Sebbene non siamo su livelli di tensione che possano far temere aste deserte, il problema esiste comunque. E riguarda il costo delle emissioni. Perché è vero che negli ultimi mesi grazie alla politica Bce e grazie all’assestamento dei conti pubblici il tasso d’interesse dei titoli di Stato è sceso (quello dei BTp decennali ha superato per qualche momento il 3% lo scorso 8 febbraio e ora sta all’1,82%), ma è anche vero che l’Italia paga già oggi rendimenti completamente fuori dagli standard degli altri Paesi dell’area euro. Quell’1,82% dei BTp decennali si confronta infatti con il -0,57% dei Bund tedeschi, il -0,26% dei titoli francesi, il -0,22% di quelli del Belgio, lo 0,02% di quelli irlandesi, lo 0,24% di quelli spagnoli e lo 0,29% di quelli portoghesi.

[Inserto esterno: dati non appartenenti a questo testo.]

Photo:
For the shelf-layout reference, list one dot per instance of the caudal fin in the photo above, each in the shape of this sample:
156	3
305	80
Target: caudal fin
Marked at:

L’Italia è invece costretta a pagare l’1,82%. Questo – pur nel contesto di tassi in calo – rappresenta già oggi un extra-costo per le casse dello Stato: secondo i calcoli effettuati su lavoce.info da Maria Cannata (ex direttore generale del Tesoro per il debito pubblico), se l’Italia avesse avuto lo stesso spread della Spagna negli ultimi anni avrebbe risparmiato – in un orizzonte di soli 12 mesi – 1,2 miliardi di interessi sulle emissioni del 2017, 2,9 miliardi su quelle del 2018 e 1,5 sulle emissioni effettuate tra gennaio e maggio 2019. Se ora lo spread sale ulteriormente il costo aumenta. Riducendo lo spazio per la Manovra che già ora appare molto complessa.